Kaggle Days is (almost) officially the most interesting event to meet, learn and compete against the most talented data scientists worldwide. And this is how we won it.
The city of Paris hosted this January (2019) the 2nd ever Kaggle Days event. More than 200 data scientists from all around the world gathered to learn, share knowledge and eventually compete against each other in a 11 hours in-class Kaggle competition that took place during the conference. This blog post describes our solution to the competition, that won us the 3rd place.
Predicting Sales of LMVH’s Luxurious Products
Challengers were provided with data from the first seven days of Louis Vuitton products after their launch on www.louisvuitton.com. The goal was to forecast sales on each of the three months following the launch. Additional data included product descriptions, sales statistics, social media, website navigation, and image data.
Like in many of our past Kaggle competitions we followed simple tactics:
- Dumb features complex models — build simple features and let the ML models “understand” the complex interactions between them.
- Embrace diversity — train many models and ensemble best leaderboard performing models with the least overlap in their errors.
- Teamwork — each team member has a well defined responsibility: the Feature-Extractor, the Modeler and the Integrator.
Before even looking at the data we stood on the shoulders of giants and used Kaggle Days’ team baseline script that included numerous features. We ran a simple Random Forest model of no more that 100 trees on the entire train data, just to see the importance of each feature. The results came as an absolute surprise as the log of the first 7 days’ sales received X20 larger importance score compared to all other features. This piece of information allowed us to control the variance of the generated models to some extent.
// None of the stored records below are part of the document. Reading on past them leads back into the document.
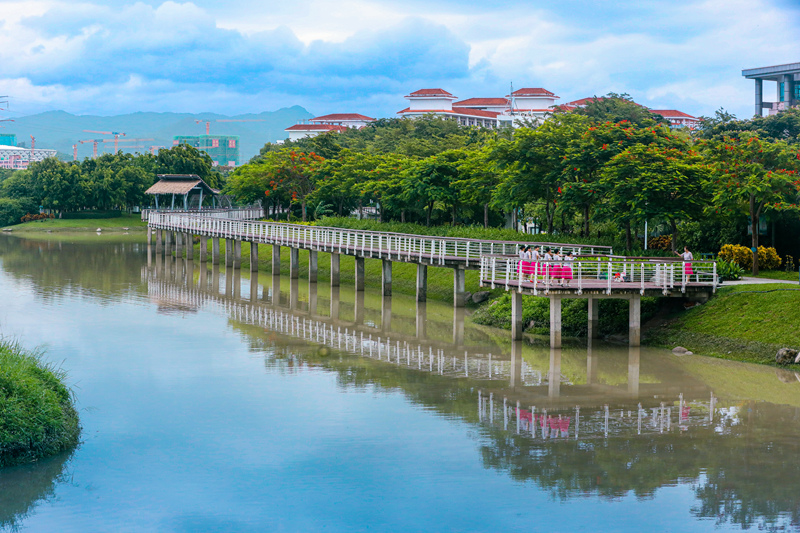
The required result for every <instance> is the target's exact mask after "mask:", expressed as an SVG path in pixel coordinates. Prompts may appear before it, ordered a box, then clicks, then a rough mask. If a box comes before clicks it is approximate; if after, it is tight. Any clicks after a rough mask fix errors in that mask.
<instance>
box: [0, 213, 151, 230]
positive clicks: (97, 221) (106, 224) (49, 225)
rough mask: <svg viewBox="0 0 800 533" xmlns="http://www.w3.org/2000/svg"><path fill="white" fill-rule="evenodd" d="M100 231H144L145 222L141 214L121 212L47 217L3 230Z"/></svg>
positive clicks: (3, 228)
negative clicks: (102, 217) (55, 217)
mask: <svg viewBox="0 0 800 533" xmlns="http://www.w3.org/2000/svg"><path fill="white" fill-rule="evenodd" d="M97 228H100V229H101V230H102V231H112V232H125V231H141V232H143V231H145V230H146V229H147V223H146V222H144V221H142V217H141V215H138V214H130V215H129V214H123V215H120V216H118V217H112V218H76V219H72V218H70V219H66V218H48V219H44V220H35V221H33V222H25V223H24V224H15V225H13V226H6V227H4V228H3V231H11V232H12V233H43V232H61V231H73V232H74V231H97Z"/></svg>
Formulating the business question
Diving into the data, we discovered that someone had made a good job splitting the it. The training data consisted of ~1700 unique products while the test included almost the same amount different products. It made us think of the problem as follows: assuming a specific product, let’s say a women bracelet, was sold x times on the first week after it’s launch and some m1, m2, m3 on the consecutive months, How much will be sold given a similar item?
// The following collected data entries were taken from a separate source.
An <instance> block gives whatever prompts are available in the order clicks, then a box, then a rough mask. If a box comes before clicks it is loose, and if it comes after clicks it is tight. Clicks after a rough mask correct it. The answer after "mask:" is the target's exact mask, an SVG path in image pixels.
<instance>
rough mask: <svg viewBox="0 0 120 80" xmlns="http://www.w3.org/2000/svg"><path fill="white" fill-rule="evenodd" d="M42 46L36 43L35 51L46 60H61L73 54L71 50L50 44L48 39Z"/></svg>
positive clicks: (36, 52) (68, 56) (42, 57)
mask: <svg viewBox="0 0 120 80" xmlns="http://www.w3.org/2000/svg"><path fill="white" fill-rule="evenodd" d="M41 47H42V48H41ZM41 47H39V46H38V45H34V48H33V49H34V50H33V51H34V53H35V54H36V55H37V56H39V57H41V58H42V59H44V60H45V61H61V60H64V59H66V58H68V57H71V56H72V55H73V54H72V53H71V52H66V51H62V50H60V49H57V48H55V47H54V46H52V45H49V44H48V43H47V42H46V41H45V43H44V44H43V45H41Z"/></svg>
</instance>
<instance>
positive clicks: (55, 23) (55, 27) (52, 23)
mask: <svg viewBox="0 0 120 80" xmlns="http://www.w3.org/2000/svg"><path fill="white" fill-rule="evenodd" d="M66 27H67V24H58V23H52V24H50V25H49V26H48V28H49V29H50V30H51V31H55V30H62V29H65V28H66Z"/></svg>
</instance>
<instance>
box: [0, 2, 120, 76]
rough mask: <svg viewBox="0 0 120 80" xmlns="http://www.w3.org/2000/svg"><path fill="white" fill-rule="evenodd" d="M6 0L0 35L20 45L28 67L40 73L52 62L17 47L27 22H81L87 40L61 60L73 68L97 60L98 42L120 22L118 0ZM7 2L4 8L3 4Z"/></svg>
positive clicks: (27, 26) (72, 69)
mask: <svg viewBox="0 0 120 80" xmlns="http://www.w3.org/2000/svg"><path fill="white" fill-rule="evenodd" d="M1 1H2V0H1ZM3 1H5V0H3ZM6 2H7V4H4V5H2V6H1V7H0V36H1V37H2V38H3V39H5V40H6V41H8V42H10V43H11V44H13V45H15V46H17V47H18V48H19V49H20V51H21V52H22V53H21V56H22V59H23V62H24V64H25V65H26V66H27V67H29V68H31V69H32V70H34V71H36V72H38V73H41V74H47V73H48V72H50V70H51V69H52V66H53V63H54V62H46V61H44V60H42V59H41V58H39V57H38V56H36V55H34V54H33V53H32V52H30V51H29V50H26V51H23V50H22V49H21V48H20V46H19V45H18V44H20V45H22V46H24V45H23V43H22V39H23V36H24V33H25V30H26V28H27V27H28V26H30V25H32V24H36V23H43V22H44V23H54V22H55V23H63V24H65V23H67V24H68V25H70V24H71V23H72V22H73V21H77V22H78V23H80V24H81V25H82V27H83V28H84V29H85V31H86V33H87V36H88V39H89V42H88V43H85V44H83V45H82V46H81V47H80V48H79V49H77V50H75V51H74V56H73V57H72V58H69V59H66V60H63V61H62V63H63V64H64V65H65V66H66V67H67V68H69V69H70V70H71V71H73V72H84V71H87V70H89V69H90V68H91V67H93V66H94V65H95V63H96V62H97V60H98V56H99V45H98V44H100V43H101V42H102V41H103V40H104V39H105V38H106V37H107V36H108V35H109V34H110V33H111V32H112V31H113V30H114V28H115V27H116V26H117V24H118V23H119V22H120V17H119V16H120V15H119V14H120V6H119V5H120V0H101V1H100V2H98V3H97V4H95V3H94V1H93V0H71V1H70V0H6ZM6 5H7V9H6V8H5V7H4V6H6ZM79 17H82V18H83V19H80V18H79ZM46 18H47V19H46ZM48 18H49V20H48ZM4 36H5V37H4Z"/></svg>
Ignoring trends — since the data was relative to the first week of launch and didn’t include the Gregorian month we neglected seasonal trends paid less attention to social media trends. Basically it came down to the question of product similarity. It’s worth mentioning that Mikel Bober-Irizar managed to estimate the relative reduction in sales during the test period, thus improving the score via technique we call MLE — Maximum Leaderboard Estimation.
How to model product similarity
- Categories — the products were categorized by human experts to different types such as leather goods and daily bags. These features were extremely valuable in understanding the similarity between different products’ sales. Not only that these features reflect how a human would perceive these items in a passive way but also actively affect the sales because they determine the position of the item on the website and the way it is presented to customers.
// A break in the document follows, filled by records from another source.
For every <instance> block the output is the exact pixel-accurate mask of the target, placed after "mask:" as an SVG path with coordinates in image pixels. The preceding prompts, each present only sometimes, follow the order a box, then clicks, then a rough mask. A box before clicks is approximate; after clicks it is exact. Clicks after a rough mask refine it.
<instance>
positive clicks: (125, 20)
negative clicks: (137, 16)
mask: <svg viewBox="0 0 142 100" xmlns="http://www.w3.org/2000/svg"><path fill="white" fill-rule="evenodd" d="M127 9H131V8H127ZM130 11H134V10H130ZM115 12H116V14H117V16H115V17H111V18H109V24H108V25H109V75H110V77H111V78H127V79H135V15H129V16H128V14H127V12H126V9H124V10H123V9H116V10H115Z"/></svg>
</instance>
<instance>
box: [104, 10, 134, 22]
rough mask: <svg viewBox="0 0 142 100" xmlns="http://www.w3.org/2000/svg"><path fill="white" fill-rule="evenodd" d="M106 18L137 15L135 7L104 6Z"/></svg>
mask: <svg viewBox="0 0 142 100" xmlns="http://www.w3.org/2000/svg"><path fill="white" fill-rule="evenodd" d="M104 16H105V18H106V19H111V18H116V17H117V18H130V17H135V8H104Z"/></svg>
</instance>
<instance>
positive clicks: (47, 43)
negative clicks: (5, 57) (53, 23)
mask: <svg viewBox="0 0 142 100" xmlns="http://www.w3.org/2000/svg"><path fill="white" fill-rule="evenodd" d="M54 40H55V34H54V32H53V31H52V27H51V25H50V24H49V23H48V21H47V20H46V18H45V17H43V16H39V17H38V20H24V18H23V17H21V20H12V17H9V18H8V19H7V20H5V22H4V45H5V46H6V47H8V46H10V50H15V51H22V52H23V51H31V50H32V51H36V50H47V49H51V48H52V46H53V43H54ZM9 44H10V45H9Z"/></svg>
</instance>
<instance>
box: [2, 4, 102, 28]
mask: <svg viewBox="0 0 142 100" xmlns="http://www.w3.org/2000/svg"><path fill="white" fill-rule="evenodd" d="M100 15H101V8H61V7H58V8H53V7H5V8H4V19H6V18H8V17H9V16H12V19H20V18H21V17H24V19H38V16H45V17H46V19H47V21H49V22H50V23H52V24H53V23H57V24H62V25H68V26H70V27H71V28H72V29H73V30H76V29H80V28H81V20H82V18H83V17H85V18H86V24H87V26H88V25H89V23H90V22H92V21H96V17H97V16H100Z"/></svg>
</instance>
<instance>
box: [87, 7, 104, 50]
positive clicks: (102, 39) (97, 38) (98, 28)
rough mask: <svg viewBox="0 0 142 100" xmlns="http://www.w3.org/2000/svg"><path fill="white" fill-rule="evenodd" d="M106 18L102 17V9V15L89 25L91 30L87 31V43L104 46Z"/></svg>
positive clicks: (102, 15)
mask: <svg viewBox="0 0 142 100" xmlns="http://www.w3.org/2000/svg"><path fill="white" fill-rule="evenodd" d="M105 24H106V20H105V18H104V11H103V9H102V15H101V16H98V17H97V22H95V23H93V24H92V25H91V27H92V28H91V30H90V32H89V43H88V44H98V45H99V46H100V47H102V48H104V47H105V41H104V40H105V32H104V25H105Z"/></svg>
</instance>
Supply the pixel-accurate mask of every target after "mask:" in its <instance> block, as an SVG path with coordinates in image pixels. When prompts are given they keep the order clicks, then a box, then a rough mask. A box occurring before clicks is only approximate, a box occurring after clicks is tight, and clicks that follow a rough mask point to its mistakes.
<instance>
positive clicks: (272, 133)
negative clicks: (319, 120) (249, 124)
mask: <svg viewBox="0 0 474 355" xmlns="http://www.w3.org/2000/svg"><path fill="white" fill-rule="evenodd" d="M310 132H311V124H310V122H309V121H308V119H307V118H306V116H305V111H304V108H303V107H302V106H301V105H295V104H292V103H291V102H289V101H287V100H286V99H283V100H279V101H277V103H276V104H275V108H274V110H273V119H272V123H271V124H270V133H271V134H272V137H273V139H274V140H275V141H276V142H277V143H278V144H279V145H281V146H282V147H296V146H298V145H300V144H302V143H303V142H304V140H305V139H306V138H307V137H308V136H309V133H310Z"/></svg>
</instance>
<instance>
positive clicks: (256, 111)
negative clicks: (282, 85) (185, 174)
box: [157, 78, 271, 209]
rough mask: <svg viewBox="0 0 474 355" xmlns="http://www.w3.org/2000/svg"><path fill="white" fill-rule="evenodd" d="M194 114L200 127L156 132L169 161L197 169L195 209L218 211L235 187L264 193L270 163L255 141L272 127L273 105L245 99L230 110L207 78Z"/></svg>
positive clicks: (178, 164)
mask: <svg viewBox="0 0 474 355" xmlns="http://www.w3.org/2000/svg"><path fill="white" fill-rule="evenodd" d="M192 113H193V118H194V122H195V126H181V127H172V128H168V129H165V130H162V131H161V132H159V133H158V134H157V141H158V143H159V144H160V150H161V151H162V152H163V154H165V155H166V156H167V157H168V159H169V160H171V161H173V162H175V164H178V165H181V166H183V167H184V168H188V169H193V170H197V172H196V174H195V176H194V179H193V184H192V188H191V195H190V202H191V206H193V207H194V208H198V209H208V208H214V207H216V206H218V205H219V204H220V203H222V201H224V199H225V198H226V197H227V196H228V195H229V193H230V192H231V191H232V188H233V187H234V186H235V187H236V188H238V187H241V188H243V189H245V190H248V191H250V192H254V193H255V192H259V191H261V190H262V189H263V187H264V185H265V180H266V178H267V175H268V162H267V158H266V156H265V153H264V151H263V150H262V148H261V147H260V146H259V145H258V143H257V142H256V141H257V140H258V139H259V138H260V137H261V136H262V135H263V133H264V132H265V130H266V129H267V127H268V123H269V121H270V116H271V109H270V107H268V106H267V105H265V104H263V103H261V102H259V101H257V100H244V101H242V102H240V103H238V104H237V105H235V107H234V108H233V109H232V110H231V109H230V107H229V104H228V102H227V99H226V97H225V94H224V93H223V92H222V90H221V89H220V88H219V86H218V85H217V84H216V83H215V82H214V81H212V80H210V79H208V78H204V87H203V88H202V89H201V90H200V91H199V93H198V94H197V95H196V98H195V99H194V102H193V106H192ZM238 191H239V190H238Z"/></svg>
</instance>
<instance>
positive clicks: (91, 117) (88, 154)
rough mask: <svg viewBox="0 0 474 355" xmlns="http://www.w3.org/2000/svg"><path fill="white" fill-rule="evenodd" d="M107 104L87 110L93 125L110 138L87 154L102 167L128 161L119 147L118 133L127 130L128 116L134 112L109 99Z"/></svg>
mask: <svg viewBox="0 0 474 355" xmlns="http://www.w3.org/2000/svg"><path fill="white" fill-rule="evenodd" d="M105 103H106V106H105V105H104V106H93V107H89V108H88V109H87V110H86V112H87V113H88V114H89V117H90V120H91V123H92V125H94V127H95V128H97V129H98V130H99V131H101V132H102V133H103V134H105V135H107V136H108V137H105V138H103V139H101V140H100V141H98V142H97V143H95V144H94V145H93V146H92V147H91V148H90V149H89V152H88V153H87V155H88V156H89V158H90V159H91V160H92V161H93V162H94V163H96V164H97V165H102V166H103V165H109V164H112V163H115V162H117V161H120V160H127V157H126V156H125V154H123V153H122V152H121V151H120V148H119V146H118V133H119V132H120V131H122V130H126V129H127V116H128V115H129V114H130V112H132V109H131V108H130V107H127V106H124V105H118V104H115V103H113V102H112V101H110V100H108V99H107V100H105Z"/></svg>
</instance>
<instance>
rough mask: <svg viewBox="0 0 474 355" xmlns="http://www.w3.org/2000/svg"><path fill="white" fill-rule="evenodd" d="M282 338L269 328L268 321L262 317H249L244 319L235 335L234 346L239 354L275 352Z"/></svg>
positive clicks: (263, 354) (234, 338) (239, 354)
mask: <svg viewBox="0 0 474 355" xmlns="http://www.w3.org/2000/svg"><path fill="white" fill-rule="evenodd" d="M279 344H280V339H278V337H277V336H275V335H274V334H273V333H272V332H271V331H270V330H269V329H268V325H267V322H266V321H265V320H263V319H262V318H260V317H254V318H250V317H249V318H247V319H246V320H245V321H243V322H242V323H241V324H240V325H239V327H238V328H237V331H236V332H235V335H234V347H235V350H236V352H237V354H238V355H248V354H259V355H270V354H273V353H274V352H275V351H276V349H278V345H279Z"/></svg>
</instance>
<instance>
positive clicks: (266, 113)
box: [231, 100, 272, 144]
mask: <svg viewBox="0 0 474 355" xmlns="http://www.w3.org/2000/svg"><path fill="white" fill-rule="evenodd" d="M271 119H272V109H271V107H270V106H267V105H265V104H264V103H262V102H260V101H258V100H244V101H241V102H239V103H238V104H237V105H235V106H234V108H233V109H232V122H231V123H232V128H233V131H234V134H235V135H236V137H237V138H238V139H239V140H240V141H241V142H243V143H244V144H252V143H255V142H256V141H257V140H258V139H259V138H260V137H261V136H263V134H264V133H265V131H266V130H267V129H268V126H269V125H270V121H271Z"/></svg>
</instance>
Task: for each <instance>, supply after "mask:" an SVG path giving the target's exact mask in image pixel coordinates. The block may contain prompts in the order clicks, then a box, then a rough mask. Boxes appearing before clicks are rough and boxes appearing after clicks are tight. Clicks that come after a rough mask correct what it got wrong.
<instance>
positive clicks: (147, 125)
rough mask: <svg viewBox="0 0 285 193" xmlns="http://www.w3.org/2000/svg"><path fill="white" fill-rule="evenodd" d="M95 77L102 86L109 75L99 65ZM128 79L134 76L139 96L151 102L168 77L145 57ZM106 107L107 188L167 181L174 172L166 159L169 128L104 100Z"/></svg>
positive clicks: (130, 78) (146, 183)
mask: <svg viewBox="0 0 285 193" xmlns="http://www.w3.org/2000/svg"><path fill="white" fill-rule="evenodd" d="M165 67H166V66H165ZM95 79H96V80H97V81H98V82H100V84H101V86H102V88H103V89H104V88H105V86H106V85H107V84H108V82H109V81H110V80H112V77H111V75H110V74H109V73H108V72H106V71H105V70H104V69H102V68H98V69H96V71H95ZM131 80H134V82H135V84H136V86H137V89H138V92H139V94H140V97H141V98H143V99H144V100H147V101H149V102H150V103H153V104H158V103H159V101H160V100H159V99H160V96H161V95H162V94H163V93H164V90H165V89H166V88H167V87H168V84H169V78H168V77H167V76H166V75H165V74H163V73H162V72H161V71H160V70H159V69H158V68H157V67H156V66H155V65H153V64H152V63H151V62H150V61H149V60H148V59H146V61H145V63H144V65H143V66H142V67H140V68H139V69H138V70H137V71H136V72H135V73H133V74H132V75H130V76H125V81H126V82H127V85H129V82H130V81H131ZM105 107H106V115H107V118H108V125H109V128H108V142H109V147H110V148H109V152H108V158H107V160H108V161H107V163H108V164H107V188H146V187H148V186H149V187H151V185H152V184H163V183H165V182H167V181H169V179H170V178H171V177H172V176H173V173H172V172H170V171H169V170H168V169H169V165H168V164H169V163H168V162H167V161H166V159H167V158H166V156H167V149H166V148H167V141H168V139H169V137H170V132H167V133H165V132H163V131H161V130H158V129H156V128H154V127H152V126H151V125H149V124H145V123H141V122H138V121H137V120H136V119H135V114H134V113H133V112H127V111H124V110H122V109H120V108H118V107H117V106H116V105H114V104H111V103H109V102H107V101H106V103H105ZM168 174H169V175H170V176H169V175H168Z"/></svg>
- Text — charechtirazing the feature using its text by applying TF-IDF and PCA over the features.
- Image vectors — the image features were extracted by using Google’s Vision API. This API utilizes neural networks trained on very generic datasets like ImageNet — not at all useful for distinguishing between two luxurious casual hand bags. Hence, we ignored these features.
- Click-through rate— Data from the websites traffic included page views and item clicks. from this we extracted the average clickthrough rate and used it as a feature.
Since the data included valuable categorical features, it was important to use a library that can leverage categorical features in an efficient way. XGBoost doesn’t have a built-in categorical features mechanism vs LighGBM and Catboost. Catboost took too long to process so we ended up running LighGBM with GBDT and Random Forest as boosting methods. Neural networks failed to converge due to the relatively small amount of data.
So, why do we say it’s overfitting?
Assuming we were consulting LMVH on how to increase sales, we would have applied a somewhat different approach. For example, LMHV could perform A/B testing on the most important features like the categorization or textual descriptions of the products to examine whether augmenting them would affect sales. Nevertheless, when striving to win a Kaggle competition our only goal is to best fit our predictions to the test set.
Machines and environments
All code ran on a preemptable Google Cloud Deep Learning VM with a n1-highmem-8 (8 vCPUs, 52GB RAM, 0.1$ USD / Hr) instance. The machine was located in us-central area, thus it had high availability during competition hours, since we were in Europe.
While Kaggle is an amazing platform to share knowledge and challenge yourself in very diverse and difficult competitions, Kaggle days adds an important layer to this community: in-person interaction. We had a fantastic time meeting fellow data scientist from all around the world and learn that we all share a common dream: Overfit the test data.